Thanks. Regards, John Lee The contents of this e-mail are intended for the named addressee only. It contains information that may be confidential. Unless you are the named addressee or an authorized designee, you may not copy or use it, or disclose it to anyone else. If you received it in error please notify us immediately and then destroy it.

3 thoughts on - Old Asterisk Release Wanting To Upgrade …

  • 2014-04-15 10:37, Lee, John (Sydney) skrev:

    1.4, and 1.6-series have no support anymore. 1.8 is an LTS and have support currently, but this is also true for 11 and asterisk 11 will be supported longer.

    You have the full list here:
    https://wiki.asterisk.org/wiki/display/AST/Asterisk+Versions

    I would go for Asterisk 11 in your case. You will have to think of it more like a migration than an upgrade thought, as a lot has happened since asterisk 1.4.

    On a side-note, I still run some old installations with a current Dahdi
    + Asterisk 1.4.44 and they work great together. There is the non-support catch however.

    Good luck!

  • A little while back, I upgraded some systems from Asterisk 1.4 (I believe it was 1.4.29.1, and they were already running DAHDI), to 11. 11 made the most sense as far as it being a LTS release so it would be longer before being forced into a new version (as far as continued bug fixes and things), and I figured it would be more stable than 12.
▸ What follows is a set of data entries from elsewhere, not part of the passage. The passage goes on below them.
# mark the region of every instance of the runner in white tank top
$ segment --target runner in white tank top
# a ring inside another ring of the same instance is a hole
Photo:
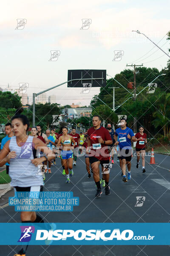
[[[49,160],[54,159],[55,154],[52,155],[51,151],[42,140],[27,135],[28,120],[26,116],[18,114],[17,111],[17,115],[11,119],[15,136],[11,138],[11,140],[6,143],[0,152],[0,166],[10,163],[11,184],[17,191],[39,192],[44,182],[42,175],[37,175],[38,166],[41,165],[47,158]],[[39,151],[44,152],[45,157],[35,158],[38,148]],[[35,212],[22,212],[21,219],[22,222],[40,222],[37,221]]]
[[[38,174],[38,166],[46,160],[55,159],[52,151],[44,143],[37,138],[27,135],[29,128],[27,117],[20,113],[23,110],[16,111],[16,115],[11,119],[11,124],[14,136],[11,140],[5,144],[0,152],[0,166],[10,163],[9,175],[11,179],[11,185],[17,192],[40,192],[44,183],[42,176]],[[44,152],[45,157],[36,158],[37,150]],[[43,222],[41,217],[35,212],[22,212],[22,222]],[[25,255],[26,246],[22,245],[18,254]]]

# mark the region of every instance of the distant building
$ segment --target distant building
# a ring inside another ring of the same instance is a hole
[[[51,104],[57,103],[57,97],[55,95],[48,96],[48,102]]]
[[[38,95],[37,102],[37,103],[42,103],[42,104],[45,104],[46,103],[48,102],[48,96],[45,93]]]
[[[11,92],[11,93],[14,93],[14,90],[11,86],[9,86],[8,84],[6,88],[3,90],[3,92],[4,93],[5,92]]]
[[[21,102],[23,105],[25,105],[28,104],[27,93],[23,93],[22,91],[20,92],[19,89],[15,90],[15,92],[16,92],[19,96],[21,97]]]
[[[72,103],[72,105],[70,105],[70,106],[71,108],[80,108],[80,107],[82,107],[82,105],[80,102],[79,102],[76,105]]]
[[[90,117],[92,109],[90,108],[76,108],[64,109],[65,117],[71,119],[79,118],[81,116]]]

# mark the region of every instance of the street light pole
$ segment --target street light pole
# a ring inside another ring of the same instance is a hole
[[[120,87],[109,87],[108,88],[113,89],[113,110],[114,112],[115,111],[115,89],[116,88],[120,88]]]
[[[134,67],[133,76],[134,76],[134,90],[133,90],[133,101],[135,102],[136,99],[136,66],[143,66],[143,64],[142,65],[126,65],[126,67]],[[137,132],[137,120],[136,116],[133,116],[133,131],[135,133]]]

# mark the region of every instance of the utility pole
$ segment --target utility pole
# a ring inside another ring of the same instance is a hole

    The upgrade wasn’t too difficult, even jumping several versions. I
    *strongly* suggest reading the various “UPGRADE-XX” files that come with the Asterisk source so you don’t get caught by any changes between versions. There are quite a few changes and each dialplan is different, so things that caught me would be different than what you might run into. Those upgrade text files are extremely useful in this case.

    Beyond that, I spent a lot of time migrating my config files. Since newer versions have newer / different options, I didn’t just keep my old files. For example, for SIP.CONF, I went through and modified the default settings in the new file to match what I needed, copied over my site-specific sip definitions from the old file, then double-checked everything. I did that with each file that I had modified (and in your case, you’ll have to go from zapata.conf to chan_dahdi.conf). It can be tedious, but it really only took me a day or two (taking time to double-check my changes). Overall, not a bad experience at all.

    Josh

  • Josh Metzger wrote:

    Awesome to hear that! Backwards compatibility is certainly at our forefront these days when doing development and we try our hardest to make the experience of upgrading as painless as possible from that perspective.